Mix seemliness into affairs of Love

have a value not only moral but scientific. In love everything is just, everything is noble, as soon as, among the maddest animals, it is a play moved by the desire of creating. It is more difficult doubtless to justify fantasies which are merely for the purpose of avoiding trouble, especially if one allow oneself to be blinded by the idea of specific finality; one may however affirm, and one will say nothing more about the matter, that animals are not ignorant either of sodomy or of onanism and that they cede to them by necessity, in the absence of females. Sénancour has written wise and bold pages upon these practices among humans.

Sexual ethnography hardly exists. The scattered data on this subject, though extremely important, have not been co-ordinated. That would be a small matter. They have not even been verified. One knows nothing of coital practices save what life teaches one, questions of this sort being difficult to ask, and answers being always equivocal. There is here an entire science which has been corrupted by Christian prudery. An order was issued long ago and is still obeyed; one has concealed all that unites, sexually, man and animal, everything that proves the unity of origin for all that lives and feels. Physicians who have studied this question have known only the abnormal, the malady: it would be imprudent to base conclusions on general practices from their observations. The best source, at least for Europeans, is still the casuist writings. From the enumeration of sins against chastity gathered by professional confessors, one could, after some study, deduce the secret sexual habits of civilized humanity. But one must take care not to retain either the old idea of sin, or the idea of the same under modern cloak, of fault, crime or error. Practices common to an entire ethnic group can not be judged to be other than normal, it matters little whether they have been stigmatized by the apologists of right living. What is good is what is and what will continue to be. It is known that bimanes and quadrumanes are very libertine, and that this is in accord with their physical suppleness and their intelligence. It is a fact undeniable and insurmountable, even if annoying. The human couple has drawn from this tendency a thousand erotic fantasies, which, in being disciplined have ended in the creation of a veritable sexual method, be it disinterested pleasure, be it preservation against fecundity; is this of no importance?
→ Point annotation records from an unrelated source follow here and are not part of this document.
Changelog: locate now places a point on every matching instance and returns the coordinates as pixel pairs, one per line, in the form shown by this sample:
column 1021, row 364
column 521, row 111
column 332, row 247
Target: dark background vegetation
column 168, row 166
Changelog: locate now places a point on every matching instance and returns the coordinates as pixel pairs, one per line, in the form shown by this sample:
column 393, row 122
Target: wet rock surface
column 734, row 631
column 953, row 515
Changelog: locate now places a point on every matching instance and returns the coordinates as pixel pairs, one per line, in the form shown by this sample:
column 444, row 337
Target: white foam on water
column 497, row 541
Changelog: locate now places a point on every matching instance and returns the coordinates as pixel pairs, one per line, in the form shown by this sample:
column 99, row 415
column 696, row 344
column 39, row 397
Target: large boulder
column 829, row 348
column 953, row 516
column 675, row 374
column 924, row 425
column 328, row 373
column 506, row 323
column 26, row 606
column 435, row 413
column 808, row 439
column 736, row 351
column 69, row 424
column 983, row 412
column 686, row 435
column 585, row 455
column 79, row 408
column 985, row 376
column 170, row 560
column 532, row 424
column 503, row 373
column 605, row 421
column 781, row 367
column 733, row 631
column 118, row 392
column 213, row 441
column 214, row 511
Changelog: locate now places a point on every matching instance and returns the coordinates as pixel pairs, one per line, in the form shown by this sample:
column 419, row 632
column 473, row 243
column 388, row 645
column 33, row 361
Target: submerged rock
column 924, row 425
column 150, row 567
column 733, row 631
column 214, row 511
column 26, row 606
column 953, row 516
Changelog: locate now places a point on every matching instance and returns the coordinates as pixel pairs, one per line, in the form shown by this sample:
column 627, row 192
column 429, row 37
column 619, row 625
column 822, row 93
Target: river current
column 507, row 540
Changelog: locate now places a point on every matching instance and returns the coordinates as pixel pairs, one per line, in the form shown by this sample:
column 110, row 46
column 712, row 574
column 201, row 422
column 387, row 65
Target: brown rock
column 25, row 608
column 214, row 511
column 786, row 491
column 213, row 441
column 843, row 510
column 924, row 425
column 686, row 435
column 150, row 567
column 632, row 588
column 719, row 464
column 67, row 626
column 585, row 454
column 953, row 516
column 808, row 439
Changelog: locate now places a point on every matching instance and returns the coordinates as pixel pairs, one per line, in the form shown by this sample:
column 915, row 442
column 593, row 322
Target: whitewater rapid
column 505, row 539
How can one lecture about depopulation if one lose sight of this primordial fact? What can normal or patriotic reasoning do against an instinct which has become or rebecome an intelligent and conscious practice, bound to what is deepest in human sensibility? It is very difficult, especially when dealing with man, to distinguish between normal and abnormal. What is the normal; what the natural? Nature ignores this adjective, and one has dragged out of her bosom many illusions, perhaps in irony, perhaps in ignorance.